Enfin je voudrais citer l’exemple de Madame M qui se plaint d’anorgasmie et d’anaphrodisie. Elle veut faire quelque chose pour cela car son mari l’a trompée, elle a peur qu’il parte, il a parlé de divorce alors qu’ils ont construit dit-elle. En fait, on retrouve d’autres symptômes sexuels au début de leur vie commune, ce qui correspond pour elle aux premières relations : à l’époque elle présentait un vaginisme qui fut traité malheureusement de façon purement comportementale par des dilatations vaginales à l’aide de bougies. Je dis malheureusement car c’est un traitement appliqué fréquemment et  quelques années plus tard on revoit ces femmes parce que, comme dans le cas de madame M, elles présentent alors une anorgasmie, une anaphrodisie ou elles ont des épisodes répétitifs de symptomatologie dépressive. Madame M se présente comme une personne inhibée, introvertie, complexée physiquement. Elle dit qu’elle n’a jamais tenu en estime les hommes et qu’un homme ne peut rien lui apporter. Elle est enfant unique ; unique accident car son père ne voulait pas d’enfant. Il ne s’est jamais occupé d’elle et sa mère. Préfèrant son travail à son enfant, l’a laissée chez sa grand-mère jusqu’à l’âge de 12 ans. Le grand-père était alors en hôpital psychiatrique car il était délirant. Nous comprenons facilement quelle image madame M peut avoir des hommes, hommes inexistants dans les premières années de sa vie, et du peu qu’elle en attend. Un substitut phallique comme des bougies est certes insuffisant pour modifier la représentation qu’elle a des hommes et son attente vis à vis d’eux.

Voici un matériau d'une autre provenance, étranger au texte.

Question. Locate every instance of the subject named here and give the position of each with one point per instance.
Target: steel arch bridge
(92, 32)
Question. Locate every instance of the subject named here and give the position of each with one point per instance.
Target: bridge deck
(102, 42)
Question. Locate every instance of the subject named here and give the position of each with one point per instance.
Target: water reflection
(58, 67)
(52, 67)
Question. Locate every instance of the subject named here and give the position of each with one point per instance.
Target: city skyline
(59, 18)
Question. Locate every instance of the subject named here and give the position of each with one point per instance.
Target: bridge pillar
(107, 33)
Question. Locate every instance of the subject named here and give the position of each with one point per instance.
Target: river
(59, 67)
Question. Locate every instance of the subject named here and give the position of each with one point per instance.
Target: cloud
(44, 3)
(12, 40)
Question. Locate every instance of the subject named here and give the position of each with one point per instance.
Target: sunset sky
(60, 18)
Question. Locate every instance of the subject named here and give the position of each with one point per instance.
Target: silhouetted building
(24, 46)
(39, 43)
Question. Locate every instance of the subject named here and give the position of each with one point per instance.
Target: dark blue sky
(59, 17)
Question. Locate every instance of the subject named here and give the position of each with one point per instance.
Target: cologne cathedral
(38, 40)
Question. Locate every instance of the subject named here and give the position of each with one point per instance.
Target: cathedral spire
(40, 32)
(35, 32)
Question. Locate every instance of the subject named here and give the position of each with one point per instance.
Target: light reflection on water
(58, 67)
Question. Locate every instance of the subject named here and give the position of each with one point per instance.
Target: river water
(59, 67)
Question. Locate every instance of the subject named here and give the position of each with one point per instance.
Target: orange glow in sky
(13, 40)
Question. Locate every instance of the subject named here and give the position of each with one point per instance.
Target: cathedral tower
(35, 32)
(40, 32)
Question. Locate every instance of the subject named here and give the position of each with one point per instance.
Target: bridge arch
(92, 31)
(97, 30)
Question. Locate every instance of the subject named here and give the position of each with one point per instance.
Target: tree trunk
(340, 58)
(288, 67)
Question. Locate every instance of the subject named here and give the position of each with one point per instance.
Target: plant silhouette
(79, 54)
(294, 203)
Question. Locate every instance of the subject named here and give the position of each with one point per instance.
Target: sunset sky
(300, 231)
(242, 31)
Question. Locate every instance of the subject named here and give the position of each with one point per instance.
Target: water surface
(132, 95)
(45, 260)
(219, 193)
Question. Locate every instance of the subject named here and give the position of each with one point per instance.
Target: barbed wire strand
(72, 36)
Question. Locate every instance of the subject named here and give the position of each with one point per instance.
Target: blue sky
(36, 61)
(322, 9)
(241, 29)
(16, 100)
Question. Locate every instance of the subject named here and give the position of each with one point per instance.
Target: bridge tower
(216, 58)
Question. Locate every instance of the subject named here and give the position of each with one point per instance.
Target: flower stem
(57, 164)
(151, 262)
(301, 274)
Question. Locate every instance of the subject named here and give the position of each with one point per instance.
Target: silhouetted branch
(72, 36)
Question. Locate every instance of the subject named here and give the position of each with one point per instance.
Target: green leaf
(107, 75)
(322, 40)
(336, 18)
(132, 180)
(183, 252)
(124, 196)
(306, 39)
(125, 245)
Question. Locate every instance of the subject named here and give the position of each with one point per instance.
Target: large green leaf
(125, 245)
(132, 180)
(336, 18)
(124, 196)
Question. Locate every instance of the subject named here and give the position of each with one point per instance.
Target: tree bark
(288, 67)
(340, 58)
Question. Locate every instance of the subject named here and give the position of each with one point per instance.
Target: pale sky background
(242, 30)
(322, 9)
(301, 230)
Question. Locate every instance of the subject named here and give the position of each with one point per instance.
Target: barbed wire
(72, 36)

Ces quelques exemples montrent que le symptôme sexuel renvoie à autre chose qu’une fonction purement physiologique. Les résultats des analyses et des explorations fonctionnelles peuvent être bons et même plus que bons, et la réalisation sexuelle du patient négative. Cela nous montre bien que dans un trouble sexuel, si la physiologie peut intervenir, il existe aussi autre chose qui est mise en jeu. Ceci peut être indépendant de l’atteinte organique ; c’est-à-dire que nous nous trouvons en face de 2  pathologies juxtaposées : pathologie somatique et pathologie psychologique. Traiter l’une sans s’occuper de l’autre mène à une impasse. Mais il peut y avoir relation avec l’atteinte organique. En effet un trouble sexuel d’origine somatique ne laisse pas indifférent la personne qui en est atteinte ainsi que son ou sa partenaire. C’est une blessure narcissique avec sentiment de dévalorisation et parfois symptomatologie dépressive. Cela peut s’entendre dans : " je ne suis plus un homme ", "je ne suis plus une femme ", "je ne suis plus bon à rien ", "que reste-t-il s’il n’y a même plus cela ? ". Alors, outre la correction organique, nous devons aussi restaurer l’image de soi de la personne sinon la symptomatologie dépressive demeurera, avec la perte de l’intérêt sexuel, parfois des conduites d’échec ou bien l’anxiété inhibera la relation sexuelle.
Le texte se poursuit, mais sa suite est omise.